Spear studied bluegrass as a teenager on Bowen Island/Nex̱wlélex̱m, a small municipality on the Canadian west coast. In adulthood she dove headfirst into Montreal’s (/Tiohtià:ke’s) music scene, expanding her artistry into contemporary folk, rock, and country. With the release of her EP Morning & Melancholia in 2020, Le Ren earned comparison to the deft musicianship and sparse, eloquent lyrics of John Prine and Neil Young.

On Leftovers, she shows us the depth of her sonic and thematic range. Resonant, thoughtful opener “Take On Me” is an ode to a love that changed shape, but was not lost. The warm, inviting lilt of “Dyan” follows, a heartfelt dedication to her mother that precedes another gently melodic maternal track, “I Already Love You.”

“As I get older, I find myself contemplating motherhood,” Le Ren explains. “‘I Already Love You’ was written for a possible future.” “Annabelle & Maryanne” and “Friends Are Miracles,” meanwhile, are love songs for those platonic relationships that bring an unmatchable sense of support and tenderness to life.
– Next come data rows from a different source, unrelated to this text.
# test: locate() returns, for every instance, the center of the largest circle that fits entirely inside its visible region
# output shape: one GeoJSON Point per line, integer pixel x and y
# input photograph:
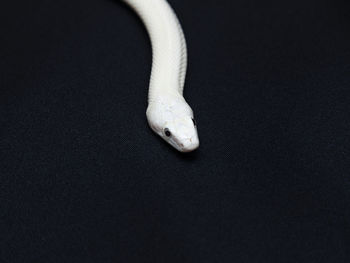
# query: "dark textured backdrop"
{"type": "Point", "coordinates": [83, 179]}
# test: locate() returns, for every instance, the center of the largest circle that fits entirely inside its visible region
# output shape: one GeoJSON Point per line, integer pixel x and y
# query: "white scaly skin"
{"type": "Point", "coordinates": [168, 113]}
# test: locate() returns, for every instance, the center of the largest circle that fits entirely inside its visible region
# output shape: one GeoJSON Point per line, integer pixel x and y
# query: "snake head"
{"type": "Point", "coordinates": [171, 118]}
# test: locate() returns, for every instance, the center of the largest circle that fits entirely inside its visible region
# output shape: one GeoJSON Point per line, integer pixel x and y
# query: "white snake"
{"type": "Point", "coordinates": [168, 113]}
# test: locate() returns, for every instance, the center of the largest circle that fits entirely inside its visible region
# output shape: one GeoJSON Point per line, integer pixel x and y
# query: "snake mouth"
{"type": "Point", "coordinates": [189, 145]}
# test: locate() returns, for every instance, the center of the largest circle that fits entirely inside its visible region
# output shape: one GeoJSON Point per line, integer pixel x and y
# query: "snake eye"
{"type": "Point", "coordinates": [167, 132]}
{"type": "Point", "coordinates": [194, 122]}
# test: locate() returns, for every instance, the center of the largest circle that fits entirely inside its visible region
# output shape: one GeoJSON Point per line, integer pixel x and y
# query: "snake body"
{"type": "Point", "coordinates": [168, 113]}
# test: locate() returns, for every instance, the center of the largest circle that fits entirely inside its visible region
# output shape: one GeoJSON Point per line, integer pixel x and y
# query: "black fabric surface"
{"type": "Point", "coordinates": [83, 178]}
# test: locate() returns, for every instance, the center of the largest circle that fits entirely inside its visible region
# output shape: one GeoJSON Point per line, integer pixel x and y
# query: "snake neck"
{"type": "Point", "coordinates": [169, 52]}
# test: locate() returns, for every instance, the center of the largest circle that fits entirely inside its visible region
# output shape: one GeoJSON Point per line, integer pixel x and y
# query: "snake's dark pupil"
{"type": "Point", "coordinates": [194, 122]}
{"type": "Point", "coordinates": [167, 133]}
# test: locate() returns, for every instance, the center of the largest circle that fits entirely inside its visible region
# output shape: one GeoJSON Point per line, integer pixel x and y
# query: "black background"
{"type": "Point", "coordinates": [83, 178]}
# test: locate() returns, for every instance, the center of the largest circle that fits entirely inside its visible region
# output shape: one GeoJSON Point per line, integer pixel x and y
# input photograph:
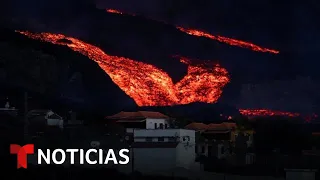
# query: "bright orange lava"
{"type": "Point", "coordinates": [229, 41]}
{"type": "Point", "coordinates": [146, 84]}
{"type": "Point", "coordinates": [266, 112]}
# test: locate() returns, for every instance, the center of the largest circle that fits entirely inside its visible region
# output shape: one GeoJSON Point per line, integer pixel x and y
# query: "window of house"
{"type": "Point", "coordinates": [222, 150]}
{"type": "Point", "coordinates": [161, 126]}
{"type": "Point", "coordinates": [203, 149]}
{"type": "Point", "coordinates": [149, 139]}
{"type": "Point", "coordinates": [54, 116]}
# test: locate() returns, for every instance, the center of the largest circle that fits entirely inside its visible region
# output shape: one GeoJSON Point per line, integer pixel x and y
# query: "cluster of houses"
{"type": "Point", "coordinates": [156, 144]}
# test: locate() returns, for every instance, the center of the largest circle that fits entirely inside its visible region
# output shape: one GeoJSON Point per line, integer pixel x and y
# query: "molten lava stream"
{"type": "Point", "coordinates": [266, 112]}
{"type": "Point", "coordinates": [229, 41]}
{"type": "Point", "coordinates": [146, 84]}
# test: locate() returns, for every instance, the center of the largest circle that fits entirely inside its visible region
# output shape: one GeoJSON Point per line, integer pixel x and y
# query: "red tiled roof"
{"type": "Point", "coordinates": [196, 126]}
{"type": "Point", "coordinates": [155, 145]}
{"type": "Point", "coordinates": [216, 132]}
{"type": "Point", "coordinates": [137, 115]}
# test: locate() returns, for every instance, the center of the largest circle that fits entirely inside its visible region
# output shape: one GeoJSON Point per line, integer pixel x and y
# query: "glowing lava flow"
{"type": "Point", "coordinates": [146, 84]}
{"type": "Point", "coordinates": [265, 112]}
{"type": "Point", "coordinates": [229, 41]}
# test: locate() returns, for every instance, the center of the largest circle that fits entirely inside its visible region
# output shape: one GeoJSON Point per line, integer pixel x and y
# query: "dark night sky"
{"type": "Point", "coordinates": [289, 26]}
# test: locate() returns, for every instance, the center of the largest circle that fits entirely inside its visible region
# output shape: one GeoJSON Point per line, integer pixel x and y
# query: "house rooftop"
{"type": "Point", "coordinates": [137, 115]}
{"type": "Point", "coordinates": [211, 127]}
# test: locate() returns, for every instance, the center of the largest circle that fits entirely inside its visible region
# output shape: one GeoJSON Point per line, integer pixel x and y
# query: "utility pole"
{"type": "Point", "coordinates": [132, 152]}
{"type": "Point", "coordinates": [26, 122]}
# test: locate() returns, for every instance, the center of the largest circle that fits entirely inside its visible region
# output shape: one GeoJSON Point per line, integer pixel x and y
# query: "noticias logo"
{"type": "Point", "coordinates": [103, 156]}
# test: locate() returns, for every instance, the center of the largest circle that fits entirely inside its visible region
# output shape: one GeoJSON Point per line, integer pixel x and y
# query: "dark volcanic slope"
{"type": "Point", "coordinates": [58, 72]}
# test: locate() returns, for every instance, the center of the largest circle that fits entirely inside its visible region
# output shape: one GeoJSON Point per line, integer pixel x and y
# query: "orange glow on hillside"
{"type": "Point", "coordinates": [146, 84]}
{"type": "Point", "coordinates": [266, 112]}
{"type": "Point", "coordinates": [229, 41]}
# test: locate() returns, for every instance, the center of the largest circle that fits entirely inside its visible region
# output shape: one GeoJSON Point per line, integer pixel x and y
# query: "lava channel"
{"type": "Point", "coordinates": [146, 84]}
{"type": "Point", "coordinates": [199, 33]}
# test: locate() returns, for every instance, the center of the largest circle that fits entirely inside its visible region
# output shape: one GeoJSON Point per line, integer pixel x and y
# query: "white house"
{"type": "Point", "coordinates": [45, 117]}
{"type": "Point", "coordinates": [164, 150]}
{"type": "Point", "coordinates": [156, 147]}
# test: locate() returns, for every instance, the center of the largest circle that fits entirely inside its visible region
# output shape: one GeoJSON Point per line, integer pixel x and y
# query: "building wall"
{"type": "Point", "coordinates": [150, 123]}
{"type": "Point", "coordinates": [297, 175]}
{"type": "Point", "coordinates": [154, 159]}
{"type": "Point", "coordinates": [184, 152]}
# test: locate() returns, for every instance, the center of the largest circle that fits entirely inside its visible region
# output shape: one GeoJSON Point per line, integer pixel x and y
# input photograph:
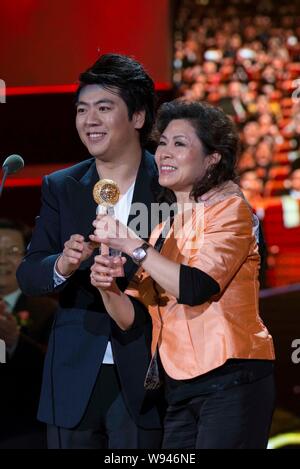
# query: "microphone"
{"type": "Point", "coordinates": [11, 165]}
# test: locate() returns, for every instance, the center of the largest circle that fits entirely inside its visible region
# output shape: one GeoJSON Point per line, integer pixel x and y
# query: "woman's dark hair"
{"type": "Point", "coordinates": [217, 134]}
{"type": "Point", "coordinates": [133, 85]}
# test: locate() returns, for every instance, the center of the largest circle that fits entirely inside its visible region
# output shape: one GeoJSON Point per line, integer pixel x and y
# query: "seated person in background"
{"type": "Point", "coordinates": [24, 327]}
{"type": "Point", "coordinates": [201, 289]}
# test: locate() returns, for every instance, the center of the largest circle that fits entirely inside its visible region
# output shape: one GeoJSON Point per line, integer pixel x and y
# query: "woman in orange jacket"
{"type": "Point", "coordinates": [198, 278]}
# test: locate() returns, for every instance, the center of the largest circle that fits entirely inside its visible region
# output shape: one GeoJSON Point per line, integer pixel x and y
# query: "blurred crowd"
{"type": "Point", "coordinates": [244, 56]}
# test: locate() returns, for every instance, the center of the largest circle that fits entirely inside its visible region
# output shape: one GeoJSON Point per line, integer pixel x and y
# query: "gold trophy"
{"type": "Point", "coordinates": [106, 194]}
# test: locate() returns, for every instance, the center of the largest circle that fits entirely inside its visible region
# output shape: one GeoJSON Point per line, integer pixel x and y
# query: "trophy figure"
{"type": "Point", "coordinates": [106, 194]}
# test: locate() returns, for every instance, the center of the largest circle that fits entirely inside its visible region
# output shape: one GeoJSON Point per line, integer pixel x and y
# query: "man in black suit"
{"type": "Point", "coordinates": [25, 325]}
{"type": "Point", "coordinates": [93, 394]}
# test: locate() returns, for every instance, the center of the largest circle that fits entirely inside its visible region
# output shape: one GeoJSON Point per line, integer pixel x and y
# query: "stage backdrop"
{"type": "Point", "coordinates": [48, 42]}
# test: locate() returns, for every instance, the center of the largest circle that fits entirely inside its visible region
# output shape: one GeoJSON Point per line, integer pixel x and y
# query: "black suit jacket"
{"type": "Point", "coordinates": [83, 327]}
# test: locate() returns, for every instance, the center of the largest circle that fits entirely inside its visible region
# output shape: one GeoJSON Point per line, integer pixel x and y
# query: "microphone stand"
{"type": "Point", "coordinates": [3, 180]}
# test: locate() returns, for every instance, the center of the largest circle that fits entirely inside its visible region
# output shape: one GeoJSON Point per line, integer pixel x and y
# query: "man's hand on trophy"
{"type": "Point", "coordinates": [104, 270]}
{"type": "Point", "coordinates": [113, 233]}
{"type": "Point", "coordinates": [76, 250]}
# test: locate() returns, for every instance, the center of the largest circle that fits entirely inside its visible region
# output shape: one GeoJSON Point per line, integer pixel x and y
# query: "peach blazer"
{"type": "Point", "coordinates": [218, 238]}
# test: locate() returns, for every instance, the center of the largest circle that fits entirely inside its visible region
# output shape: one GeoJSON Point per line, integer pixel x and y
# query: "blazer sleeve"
{"type": "Point", "coordinates": [225, 241]}
{"type": "Point", "coordinates": [35, 273]}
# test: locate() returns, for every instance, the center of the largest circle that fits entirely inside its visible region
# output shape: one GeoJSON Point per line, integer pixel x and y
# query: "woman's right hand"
{"type": "Point", "coordinates": [104, 270]}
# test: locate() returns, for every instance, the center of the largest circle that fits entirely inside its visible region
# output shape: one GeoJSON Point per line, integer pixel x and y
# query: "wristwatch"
{"type": "Point", "coordinates": [139, 254]}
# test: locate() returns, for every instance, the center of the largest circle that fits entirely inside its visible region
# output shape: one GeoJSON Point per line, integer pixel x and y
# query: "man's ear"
{"type": "Point", "coordinates": [139, 119]}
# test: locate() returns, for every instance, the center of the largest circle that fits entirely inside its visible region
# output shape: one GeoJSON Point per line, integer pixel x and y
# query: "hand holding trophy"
{"type": "Point", "coordinates": [106, 194]}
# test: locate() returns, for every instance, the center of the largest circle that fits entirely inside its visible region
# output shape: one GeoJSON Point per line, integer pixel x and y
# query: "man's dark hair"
{"type": "Point", "coordinates": [133, 85]}
{"type": "Point", "coordinates": [216, 132]}
{"type": "Point", "coordinates": [22, 228]}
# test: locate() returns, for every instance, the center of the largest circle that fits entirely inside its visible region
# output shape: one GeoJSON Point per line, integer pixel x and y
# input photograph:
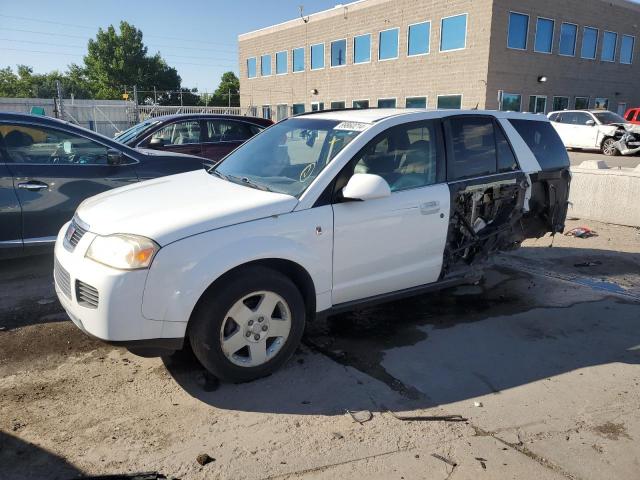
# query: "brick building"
{"type": "Point", "coordinates": [526, 55]}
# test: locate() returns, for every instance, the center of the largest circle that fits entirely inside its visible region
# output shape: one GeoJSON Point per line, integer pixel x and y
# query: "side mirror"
{"type": "Point", "coordinates": [114, 157]}
{"type": "Point", "coordinates": [365, 186]}
{"type": "Point", "coordinates": [156, 143]}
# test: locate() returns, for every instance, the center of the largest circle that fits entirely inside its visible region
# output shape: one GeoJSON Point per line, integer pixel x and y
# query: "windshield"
{"type": "Point", "coordinates": [287, 157]}
{"type": "Point", "coordinates": [133, 132]}
{"type": "Point", "coordinates": [607, 118]}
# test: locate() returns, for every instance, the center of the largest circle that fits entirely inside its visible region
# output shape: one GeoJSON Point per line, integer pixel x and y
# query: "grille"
{"type": "Point", "coordinates": [86, 295]}
{"type": "Point", "coordinates": [62, 278]}
{"type": "Point", "coordinates": [77, 232]}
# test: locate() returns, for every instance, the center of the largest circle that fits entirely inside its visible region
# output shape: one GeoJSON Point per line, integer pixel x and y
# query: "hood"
{"type": "Point", "coordinates": [170, 208]}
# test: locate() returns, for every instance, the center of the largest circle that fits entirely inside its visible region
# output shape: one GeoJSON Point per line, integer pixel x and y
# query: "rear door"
{"type": "Point", "coordinates": [222, 136]}
{"type": "Point", "coordinates": [53, 171]}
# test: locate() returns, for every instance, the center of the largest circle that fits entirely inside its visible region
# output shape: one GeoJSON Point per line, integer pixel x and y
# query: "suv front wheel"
{"type": "Point", "coordinates": [609, 147]}
{"type": "Point", "coordinates": [249, 326]}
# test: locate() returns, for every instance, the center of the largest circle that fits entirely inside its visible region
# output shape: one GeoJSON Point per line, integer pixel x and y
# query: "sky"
{"type": "Point", "coordinates": [197, 37]}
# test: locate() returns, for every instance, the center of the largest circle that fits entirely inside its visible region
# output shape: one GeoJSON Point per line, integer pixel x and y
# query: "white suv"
{"type": "Point", "coordinates": [595, 130]}
{"type": "Point", "coordinates": [317, 214]}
Throughout the album, Le Ren explores different forms of intimacy, the experience of entwining your world with someone else’s, and the fear and beauty that come with sharing your heart. Closing track “May Hard Times Pass Us By” leaves the listener on a note of hope, resilience, and gratitude with the guiding light of Le Ren’s silvery vocals and sure but stark strumming.

With its organic yet meticulous folk production and deeply felt lyrics, Leftovers exists outside of trend or time, finding a home among classic icons like Joni Mitchell, Vashti Bunyan, and Karen Dalton, as well as a new class of folk extraordinaires, such as Adrianne Lenker, Jessica Pratt, and Laura Marling. Le Ren writes with a bold clarity that lends her songs the immediate, enduring quality of good stories well-told that, like their album title-namesake, only get better with age. Leftovers is equal parts melancholy, deep love, and levity to lift up the mournful. Le Ren here weaves a rich musical tapestry addressed to loved ones lost, found, and kept that reveals new meanings within a lifetime of relationships.